Rabab Abdulhadi also used the buzzwords “decolonizing knowledge” in her presentation during a June 21 panel on “Examining How the Apartheid Industry Functions.” This San Francisco State University professor of Arab and Muslim ethnicities and diasporas studies spoke on “Resisting the Erasure of Palestine: A Social Movement Analysis of the Apartheid Industry in Education and the Academy.” Her focus was the “Israel lobby industry.”
This bogeyman included for Abdulhadi liberal establishment institutions like the Anti-Defamation League, which she linked to the Black Lives Matter lie that Michael Brown “was assassinated in 2014” in Ferguson, Miss. That community’s police chief received ADL-sponsored training in Israel, which prompted her to promote the “Deadly Exchange” blood libel that Israeli training exchanges with American police promote abusive practices in the United States. Her blacklist included the Middle East Forum’s Campus Watch project, a longtime critic of Abdulhadi’s apologias for terrorists. She noted that this has raised the ire of the leftist smear merchant Southern Poverty Law Center as being led by an “Islamophobe”—a demonstrably false claim.
American University of Beirut director of global engagement Rami Khouri, a Hezbollah apologist, examined this “apartheid industry” in media. Historically, the media has treated Palestinians as an “invisible people,” but “Israeli Zionist apartheid is now widely acknowledged,” he said. The Zionists’ “ability to be cruel and vicious is almost endless,” he added, while he laughably asserted that Palestinians “are not talking about killing Israelis or throwing them into the sea.”
Recent Palestinian propaganda over the Sheikh Jarrah neighborhood in eastern Jerusalem, where Israeli Jewish property owners won a court battle to evict rent-evading Palestinian tenants, exemplified Zionist perfidy for Khouri. Hereby, a viral video showing “Jacob [Fauci] the Zionist colonial settler from Long Island” had supposedly exposed Israeli “ethnic cleansing.” “The West had never seen a Zionist colonial thug” so clearly, added Khouri.

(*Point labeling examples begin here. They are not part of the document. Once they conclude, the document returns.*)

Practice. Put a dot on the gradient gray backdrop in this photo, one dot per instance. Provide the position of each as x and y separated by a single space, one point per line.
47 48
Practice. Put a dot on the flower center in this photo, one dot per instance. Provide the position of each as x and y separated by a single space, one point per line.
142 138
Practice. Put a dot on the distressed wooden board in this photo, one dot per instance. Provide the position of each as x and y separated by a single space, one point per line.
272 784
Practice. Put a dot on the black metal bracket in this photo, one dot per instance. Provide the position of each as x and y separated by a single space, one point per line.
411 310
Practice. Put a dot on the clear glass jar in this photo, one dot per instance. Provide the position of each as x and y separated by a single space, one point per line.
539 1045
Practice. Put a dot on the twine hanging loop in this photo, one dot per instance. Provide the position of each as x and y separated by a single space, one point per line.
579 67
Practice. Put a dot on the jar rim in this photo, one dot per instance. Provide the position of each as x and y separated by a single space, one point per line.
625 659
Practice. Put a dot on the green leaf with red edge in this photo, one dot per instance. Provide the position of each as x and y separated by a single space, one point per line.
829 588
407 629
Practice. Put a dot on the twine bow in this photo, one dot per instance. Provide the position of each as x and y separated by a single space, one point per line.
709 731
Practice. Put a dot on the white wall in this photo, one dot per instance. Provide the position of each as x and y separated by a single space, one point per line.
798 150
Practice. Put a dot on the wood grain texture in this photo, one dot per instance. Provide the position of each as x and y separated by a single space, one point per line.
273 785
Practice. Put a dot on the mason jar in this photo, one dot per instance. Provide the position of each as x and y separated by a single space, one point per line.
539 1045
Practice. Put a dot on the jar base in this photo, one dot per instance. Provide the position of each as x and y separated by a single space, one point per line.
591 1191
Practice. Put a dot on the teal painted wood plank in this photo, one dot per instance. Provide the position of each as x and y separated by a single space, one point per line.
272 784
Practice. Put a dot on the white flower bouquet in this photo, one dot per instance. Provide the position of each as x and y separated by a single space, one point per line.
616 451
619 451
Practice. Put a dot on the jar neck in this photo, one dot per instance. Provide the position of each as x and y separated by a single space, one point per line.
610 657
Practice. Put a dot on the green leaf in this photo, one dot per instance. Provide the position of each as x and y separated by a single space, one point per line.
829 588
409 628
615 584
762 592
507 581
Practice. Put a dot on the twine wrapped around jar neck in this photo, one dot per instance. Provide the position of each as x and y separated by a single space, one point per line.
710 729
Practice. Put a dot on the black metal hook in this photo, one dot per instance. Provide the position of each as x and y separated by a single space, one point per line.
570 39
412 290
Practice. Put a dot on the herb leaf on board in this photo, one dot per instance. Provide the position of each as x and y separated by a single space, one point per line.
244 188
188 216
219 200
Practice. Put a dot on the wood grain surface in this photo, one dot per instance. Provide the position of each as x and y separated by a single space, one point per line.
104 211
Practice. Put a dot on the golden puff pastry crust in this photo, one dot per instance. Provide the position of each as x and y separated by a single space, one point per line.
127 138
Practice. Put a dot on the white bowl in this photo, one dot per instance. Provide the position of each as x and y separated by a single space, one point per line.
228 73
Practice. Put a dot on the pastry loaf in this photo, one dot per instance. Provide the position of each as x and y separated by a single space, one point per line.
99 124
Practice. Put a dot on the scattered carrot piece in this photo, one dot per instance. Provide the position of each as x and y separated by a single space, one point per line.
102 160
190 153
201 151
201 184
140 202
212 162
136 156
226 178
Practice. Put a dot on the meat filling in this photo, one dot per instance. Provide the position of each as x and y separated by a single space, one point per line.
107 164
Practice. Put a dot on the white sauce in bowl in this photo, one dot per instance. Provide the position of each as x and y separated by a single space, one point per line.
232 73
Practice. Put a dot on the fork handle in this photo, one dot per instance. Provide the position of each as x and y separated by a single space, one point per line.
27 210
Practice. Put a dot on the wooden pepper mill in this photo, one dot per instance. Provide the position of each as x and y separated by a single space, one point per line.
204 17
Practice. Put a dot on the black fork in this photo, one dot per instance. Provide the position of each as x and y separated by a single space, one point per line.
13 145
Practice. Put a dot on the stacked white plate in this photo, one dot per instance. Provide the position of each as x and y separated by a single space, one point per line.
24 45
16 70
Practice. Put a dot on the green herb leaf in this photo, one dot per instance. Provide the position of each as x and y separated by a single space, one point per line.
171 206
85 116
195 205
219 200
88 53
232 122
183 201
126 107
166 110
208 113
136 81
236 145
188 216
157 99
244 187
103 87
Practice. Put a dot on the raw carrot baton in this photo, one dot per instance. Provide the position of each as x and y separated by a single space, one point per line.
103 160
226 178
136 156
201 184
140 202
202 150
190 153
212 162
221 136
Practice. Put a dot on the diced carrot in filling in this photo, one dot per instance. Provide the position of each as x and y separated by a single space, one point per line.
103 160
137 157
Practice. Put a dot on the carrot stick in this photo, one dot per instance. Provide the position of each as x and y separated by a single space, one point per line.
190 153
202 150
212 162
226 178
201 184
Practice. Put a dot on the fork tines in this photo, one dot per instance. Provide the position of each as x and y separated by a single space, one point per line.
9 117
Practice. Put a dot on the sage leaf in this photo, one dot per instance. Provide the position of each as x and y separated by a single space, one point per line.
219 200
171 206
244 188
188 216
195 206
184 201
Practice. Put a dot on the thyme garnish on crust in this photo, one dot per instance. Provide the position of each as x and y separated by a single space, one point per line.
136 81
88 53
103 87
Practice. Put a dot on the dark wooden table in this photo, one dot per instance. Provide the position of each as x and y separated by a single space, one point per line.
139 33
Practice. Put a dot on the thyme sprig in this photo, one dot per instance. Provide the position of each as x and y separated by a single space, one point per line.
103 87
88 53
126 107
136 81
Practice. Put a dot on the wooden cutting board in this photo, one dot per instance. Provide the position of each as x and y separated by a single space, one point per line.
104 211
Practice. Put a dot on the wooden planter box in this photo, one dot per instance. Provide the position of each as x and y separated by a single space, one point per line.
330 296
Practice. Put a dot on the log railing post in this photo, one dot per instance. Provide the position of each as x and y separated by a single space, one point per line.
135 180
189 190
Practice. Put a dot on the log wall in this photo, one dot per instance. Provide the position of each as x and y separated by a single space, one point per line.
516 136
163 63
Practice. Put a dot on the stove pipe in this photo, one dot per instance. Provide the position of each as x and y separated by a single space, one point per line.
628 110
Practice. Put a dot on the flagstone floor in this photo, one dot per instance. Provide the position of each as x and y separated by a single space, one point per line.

In lieu of the objective intellectual inquiry expected of university professors, these academics openly wage a propaganda campaign for Israel’s destruction. Ensconced in their tenured positions, they have transformed Middle East studies into a platform to launch assaults against Zionism. The private and public funders of academia should insist on thoroughgoing reform of these corrupt institutions, without which such support should end.